Obviously, we have a little better overall understanding today than the men on the ground had in the midst of the fighting, but Shiloh is still confusing. By tying the action to the terrain and using physical features to organize the battle into phases and sectors within those phases, however, I hope readers will come away from this book with a clearer understanding of how the action unfolded in time and space. I also hope readers will gain an understanding of just how important terrain was at Shiloh; it was, in my mind, one of the two chief determining factors (the other being Ulysses S. Grant) of victory and defeat. William T. Sherman later summed up the terrains significance: On any other [ground] we surely would have been overwhelmed.

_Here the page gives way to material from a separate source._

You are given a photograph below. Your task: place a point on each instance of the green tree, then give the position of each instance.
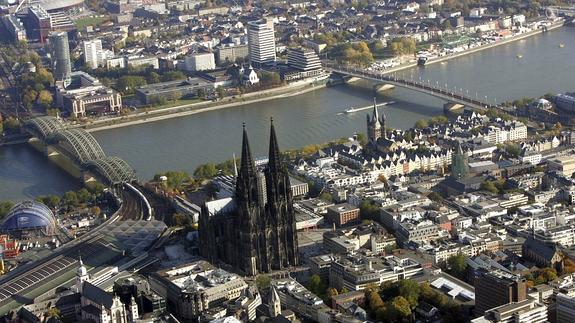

Another major goal of this book is to spend nearly as much time on the second days fighting as on the first. We already know there was heavy action on the second day, with one Illinoisan writing that the fighting commenced at day break & lasted with one continual stunning roar until 4 P.M. Yet most historians have given the second day less attention; indeed, each of the main studies on Shiloh gives the second day less than 10 percent of its text. Attendant to this lack of examination is the idea that the second day was a done deal and really did not matter. In examining this second day in detail within the context of the overall battle, I argue that it was not a done deal and that it was much more important to the central battle than is often thought.
Last, Shiloh was not fought in a vacuum, and there were numerous social ramifications of the battle. Whereas other historians, particularly Larry Daniel, have sought to place the battle in its correct political and economic context, I chose to use my limited space not in rehashing what has already been argued and published but in examining other social aspects of Shiloh. Thus, I have put much emphasis on the soldiers themselves, letting them tell the story through their own words, and on the local population and how the battle affected them. I hope readers will come away with a heightened sense of just how important Shiloh was to the civilians in the area and to the Civil Wars strategic situation.